The best online content is that which elicits emotion. It causes readers to feel something. Not only does this create a powerful bond between a content brand and its fan base, but it also leads to viral sharing, which is the dream of all content marketers.
Some of the best ways to use emotion to create a positive impression and generate sales conversion with content marketing are outlined below.
Keep It Positive
Common knowledge tells us that positive content gets more shares. It makes sense if you think about it: The most shared content is that which is humorous or awe-inspiring.
Content that gives us hope, such as a powerful image, is more likely to be shared than something pessimistic or negative. Amusement, joy, a sense of belonging, surprise, affection, and excitement are all very engaging emotions.
The Case for Negativity
However, there is a case to be made for negative emotions as well. Although negativity doesn’t go over as well as positivity does, sometimes a very sad or frightening piece of content will go viral. This is because it triggers powerful emotions of empathy or concern.
This is the reason you have that strong urge to go into your pocket and send a donation when you see that sad commercial about those abused and abandoned animals. They look so pitiful it makes you want to cry.
Some studies have shown that anger is a good emotion for content. Of course, you shouldn’t make your audience angry at you. Rather, it can be very powerful to share content that causes some controversy and gets a discussion going. You might encourage people to rally behind a cause or engage in a debate about an important topic.
Agree with it or not, anger spurred on by the GeorgeFloyd incident, is exactly the emotion that sparked the nation of America to rise up against police brutality and racism that exists within the country and it boiled over into other countries too.
What’s that all about?
Finally, curiosity is a great emotion to target. When there is content that makes people say, “What’s that all about?” it’s sure to get some sharing. This is also true of titles for written content that pique curiosity.

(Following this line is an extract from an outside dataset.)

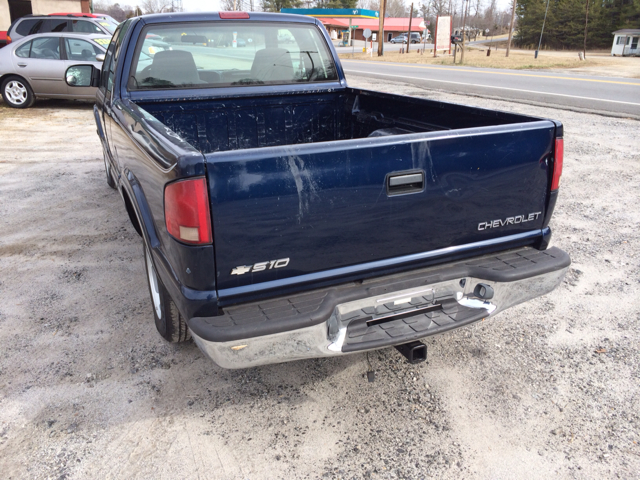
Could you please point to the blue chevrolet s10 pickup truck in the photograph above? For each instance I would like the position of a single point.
(285, 215)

Which emotions to target and how to go about targeting them all depend on your target market. The better you know their feelings and opinions, the easier it is to give them content that will stir their emotions.
People are very emotional. Decisions are made more because of emotions than logic. It’s just a part of human DNA.
Armed with this knowledge and how to use it, anyone can use content marketing to capture attention, spark an emotion, and turn it into a message that will convert sales.
Learn this skill and your future will be made brighter as a communicator and effective copywriter or content marketer.